13. Assim, dado o contato da parte autora com agentes biológicos advindos da exposição a esgotos, restou demonstrado o exercício de labor especial no período postulado, na forma da lei que disciplina a aposentadoria especial.
14. O Superior Tribunal de Justiça, em julgamento repetitivo, fixou a seguinte tese: “O segurado que exerce atividades em condições especiais, quando em gozo de auxílio-doença, seja acidentário ou previdenciário, faz jus ao cômputo desse mesmo período como tempo de serviço especial” (1ª Seção, REsp 1723181/RS e 1759098/RS, j. 26/06/2019, DJe 01/08/2019, Rel. Min.

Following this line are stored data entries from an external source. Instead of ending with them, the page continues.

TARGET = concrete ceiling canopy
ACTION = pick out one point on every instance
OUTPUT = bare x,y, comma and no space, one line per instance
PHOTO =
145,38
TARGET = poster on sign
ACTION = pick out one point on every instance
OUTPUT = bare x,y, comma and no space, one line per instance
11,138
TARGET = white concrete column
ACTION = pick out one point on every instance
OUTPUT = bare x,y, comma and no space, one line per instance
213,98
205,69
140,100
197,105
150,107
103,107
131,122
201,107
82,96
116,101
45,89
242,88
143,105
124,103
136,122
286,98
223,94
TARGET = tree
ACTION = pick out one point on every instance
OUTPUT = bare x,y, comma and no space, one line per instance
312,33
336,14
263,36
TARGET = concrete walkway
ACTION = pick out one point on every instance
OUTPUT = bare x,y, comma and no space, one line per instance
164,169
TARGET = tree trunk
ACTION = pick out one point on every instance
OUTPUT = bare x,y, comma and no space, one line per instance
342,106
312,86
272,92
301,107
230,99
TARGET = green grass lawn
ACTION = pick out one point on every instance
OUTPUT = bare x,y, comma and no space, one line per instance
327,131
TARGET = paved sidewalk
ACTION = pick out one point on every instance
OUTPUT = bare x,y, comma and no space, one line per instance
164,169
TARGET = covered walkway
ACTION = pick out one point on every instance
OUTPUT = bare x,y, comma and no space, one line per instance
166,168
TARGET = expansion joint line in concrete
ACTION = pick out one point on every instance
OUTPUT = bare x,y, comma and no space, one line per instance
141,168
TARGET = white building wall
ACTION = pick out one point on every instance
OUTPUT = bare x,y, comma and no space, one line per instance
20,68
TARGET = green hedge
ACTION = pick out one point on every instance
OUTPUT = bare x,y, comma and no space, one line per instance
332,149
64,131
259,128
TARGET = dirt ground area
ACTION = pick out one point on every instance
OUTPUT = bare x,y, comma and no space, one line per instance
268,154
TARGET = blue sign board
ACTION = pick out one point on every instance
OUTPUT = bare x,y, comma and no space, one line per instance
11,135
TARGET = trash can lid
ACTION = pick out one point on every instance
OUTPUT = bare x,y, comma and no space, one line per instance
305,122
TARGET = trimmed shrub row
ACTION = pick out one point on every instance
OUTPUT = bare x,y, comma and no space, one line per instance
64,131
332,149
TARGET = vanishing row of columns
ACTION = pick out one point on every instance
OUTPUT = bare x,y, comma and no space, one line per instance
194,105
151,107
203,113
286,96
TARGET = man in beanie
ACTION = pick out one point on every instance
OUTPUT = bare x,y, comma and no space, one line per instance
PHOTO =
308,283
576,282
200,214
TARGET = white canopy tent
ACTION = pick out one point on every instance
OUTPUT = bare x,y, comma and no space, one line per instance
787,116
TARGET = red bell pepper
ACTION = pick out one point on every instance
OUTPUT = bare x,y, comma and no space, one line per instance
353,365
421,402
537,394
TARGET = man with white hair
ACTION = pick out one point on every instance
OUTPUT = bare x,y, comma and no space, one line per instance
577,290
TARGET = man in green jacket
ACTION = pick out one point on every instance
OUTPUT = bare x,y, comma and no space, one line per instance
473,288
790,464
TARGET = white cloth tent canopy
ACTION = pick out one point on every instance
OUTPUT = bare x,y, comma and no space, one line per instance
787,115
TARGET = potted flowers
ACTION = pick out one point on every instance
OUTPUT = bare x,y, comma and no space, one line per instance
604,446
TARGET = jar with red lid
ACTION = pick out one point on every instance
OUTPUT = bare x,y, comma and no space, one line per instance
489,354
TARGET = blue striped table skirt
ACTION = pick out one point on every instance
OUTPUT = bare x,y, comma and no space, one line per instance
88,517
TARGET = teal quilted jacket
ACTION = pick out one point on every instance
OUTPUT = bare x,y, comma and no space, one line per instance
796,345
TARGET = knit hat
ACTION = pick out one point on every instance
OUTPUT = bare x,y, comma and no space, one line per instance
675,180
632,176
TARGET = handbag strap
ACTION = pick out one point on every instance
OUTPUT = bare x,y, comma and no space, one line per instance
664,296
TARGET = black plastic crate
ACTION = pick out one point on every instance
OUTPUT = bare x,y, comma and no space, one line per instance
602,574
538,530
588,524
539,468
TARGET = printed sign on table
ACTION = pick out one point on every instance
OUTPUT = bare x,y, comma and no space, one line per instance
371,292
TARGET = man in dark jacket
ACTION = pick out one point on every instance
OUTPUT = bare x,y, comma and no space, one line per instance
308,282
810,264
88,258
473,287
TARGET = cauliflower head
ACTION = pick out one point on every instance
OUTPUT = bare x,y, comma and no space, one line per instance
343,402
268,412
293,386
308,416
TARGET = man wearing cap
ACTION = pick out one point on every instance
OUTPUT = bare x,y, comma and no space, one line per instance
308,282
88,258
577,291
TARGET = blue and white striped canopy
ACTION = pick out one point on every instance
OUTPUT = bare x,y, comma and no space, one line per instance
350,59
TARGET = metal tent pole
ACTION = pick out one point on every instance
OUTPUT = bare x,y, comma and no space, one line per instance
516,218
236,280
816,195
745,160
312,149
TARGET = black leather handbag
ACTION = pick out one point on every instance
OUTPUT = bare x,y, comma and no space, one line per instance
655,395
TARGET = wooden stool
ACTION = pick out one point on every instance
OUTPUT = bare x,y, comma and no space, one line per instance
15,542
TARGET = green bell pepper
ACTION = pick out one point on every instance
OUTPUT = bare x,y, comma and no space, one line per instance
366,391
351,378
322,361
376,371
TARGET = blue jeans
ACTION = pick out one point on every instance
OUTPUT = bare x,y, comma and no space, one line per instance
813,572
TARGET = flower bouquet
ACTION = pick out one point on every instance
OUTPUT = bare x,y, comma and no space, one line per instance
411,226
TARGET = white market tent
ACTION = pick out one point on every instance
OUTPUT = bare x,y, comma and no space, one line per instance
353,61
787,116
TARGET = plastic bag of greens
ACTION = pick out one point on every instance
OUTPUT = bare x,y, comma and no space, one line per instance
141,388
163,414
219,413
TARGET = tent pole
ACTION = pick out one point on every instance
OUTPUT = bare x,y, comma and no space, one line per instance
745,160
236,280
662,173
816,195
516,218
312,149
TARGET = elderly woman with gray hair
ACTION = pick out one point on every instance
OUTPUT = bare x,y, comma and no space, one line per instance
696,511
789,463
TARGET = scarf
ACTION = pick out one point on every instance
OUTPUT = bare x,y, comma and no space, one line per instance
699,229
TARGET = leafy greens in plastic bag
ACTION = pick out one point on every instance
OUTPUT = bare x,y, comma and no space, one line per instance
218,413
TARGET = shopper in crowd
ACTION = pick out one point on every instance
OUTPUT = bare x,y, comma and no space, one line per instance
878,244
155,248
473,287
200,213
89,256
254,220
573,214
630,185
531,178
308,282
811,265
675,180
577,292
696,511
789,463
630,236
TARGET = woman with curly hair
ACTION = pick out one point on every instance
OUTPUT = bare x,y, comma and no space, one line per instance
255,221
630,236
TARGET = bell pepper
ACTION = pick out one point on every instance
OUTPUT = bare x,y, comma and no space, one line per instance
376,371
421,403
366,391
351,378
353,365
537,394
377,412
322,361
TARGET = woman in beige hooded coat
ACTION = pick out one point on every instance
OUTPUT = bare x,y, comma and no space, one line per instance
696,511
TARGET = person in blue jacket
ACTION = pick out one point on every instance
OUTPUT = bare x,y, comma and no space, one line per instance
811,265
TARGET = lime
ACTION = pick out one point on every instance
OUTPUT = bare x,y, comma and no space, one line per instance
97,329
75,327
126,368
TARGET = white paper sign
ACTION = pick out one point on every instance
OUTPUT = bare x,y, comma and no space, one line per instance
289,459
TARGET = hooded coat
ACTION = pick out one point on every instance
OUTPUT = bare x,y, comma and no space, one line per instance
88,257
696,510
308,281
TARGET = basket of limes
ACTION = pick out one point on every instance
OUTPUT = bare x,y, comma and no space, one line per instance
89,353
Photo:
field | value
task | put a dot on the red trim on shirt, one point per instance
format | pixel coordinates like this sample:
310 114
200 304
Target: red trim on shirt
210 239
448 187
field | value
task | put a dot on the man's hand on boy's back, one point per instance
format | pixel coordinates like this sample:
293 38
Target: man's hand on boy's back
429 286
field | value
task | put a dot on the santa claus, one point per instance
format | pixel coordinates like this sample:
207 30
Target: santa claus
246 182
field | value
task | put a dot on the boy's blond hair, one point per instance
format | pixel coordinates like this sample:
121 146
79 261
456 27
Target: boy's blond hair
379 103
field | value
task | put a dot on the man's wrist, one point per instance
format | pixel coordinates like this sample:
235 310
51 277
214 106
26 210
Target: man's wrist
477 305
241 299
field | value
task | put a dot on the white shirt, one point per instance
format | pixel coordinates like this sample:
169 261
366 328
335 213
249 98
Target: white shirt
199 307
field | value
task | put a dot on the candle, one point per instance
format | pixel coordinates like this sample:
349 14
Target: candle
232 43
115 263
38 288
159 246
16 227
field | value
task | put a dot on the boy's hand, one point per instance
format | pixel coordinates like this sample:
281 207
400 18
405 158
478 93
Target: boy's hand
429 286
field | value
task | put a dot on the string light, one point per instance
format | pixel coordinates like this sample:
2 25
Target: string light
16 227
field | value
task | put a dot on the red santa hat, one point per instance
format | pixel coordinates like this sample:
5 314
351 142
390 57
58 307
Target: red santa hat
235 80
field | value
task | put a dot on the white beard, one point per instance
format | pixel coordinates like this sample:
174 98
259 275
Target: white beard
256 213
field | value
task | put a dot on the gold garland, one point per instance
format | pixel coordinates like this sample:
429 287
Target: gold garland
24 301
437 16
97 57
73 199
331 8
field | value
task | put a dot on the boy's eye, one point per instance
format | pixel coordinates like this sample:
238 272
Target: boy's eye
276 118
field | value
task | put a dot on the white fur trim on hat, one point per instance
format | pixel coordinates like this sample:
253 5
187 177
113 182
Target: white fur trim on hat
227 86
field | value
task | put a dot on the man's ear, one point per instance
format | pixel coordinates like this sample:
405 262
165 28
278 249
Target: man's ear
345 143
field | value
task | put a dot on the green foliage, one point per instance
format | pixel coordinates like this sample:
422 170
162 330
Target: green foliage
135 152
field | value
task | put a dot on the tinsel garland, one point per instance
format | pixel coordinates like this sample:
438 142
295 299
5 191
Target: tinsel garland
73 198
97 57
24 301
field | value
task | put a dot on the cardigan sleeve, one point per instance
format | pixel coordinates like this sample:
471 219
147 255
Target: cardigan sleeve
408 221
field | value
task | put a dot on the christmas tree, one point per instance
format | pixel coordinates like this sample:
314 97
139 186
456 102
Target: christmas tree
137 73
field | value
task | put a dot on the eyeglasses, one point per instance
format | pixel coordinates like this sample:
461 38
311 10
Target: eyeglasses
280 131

NAPOLEÃO NUNES MAIA FILHO).
15. No caso, a parte autora esteve em gozo do benefício de auxílio-doença previdenciário, de 24/02/2015 a 09/07/2015 (informação constante do CNIS).
16. Logo, devem ser considerados como especiais os períodos de 09/05/1989 a 28/02/2001 e 01/03/2001 a 18/09/2017, sem excluir o período em que a parte autora esteve em gozo de auxílio-doença.
17. Assim sendo, mantida a concessão do benefício previdenciário à parte autora, nos termos da r. sentença.
18. Apliquem-se, para o cálculo dos juros de mora e correção monetária, os critérios estabelecidos pelo Manual de Orientação de Procedimentos para os Cálculos na Justiça Federal vigente à época da elaboração da conta de liquidação, observando-se o decidido nos autos do RE 870947, até a edição da EC 113/2021, a partir de quando será aplicada exclusivamente a taxa Selic.
18. Apelação do INSS desprovida. Correção, de ofício, dos critérios de juros de mora e atualização monetária.
ACÓRDÃO
Vistos e relatados estes autos em que são partes as acima indicadas, a Sétima Turma, por unanimidade, decidiu negar provimento à apelação do INSS e alterar, de ofício, os critérios de juros de mora e atualização monetária, nos termos do relatório e voto que ficam fazendo parte integrante do presente julgado.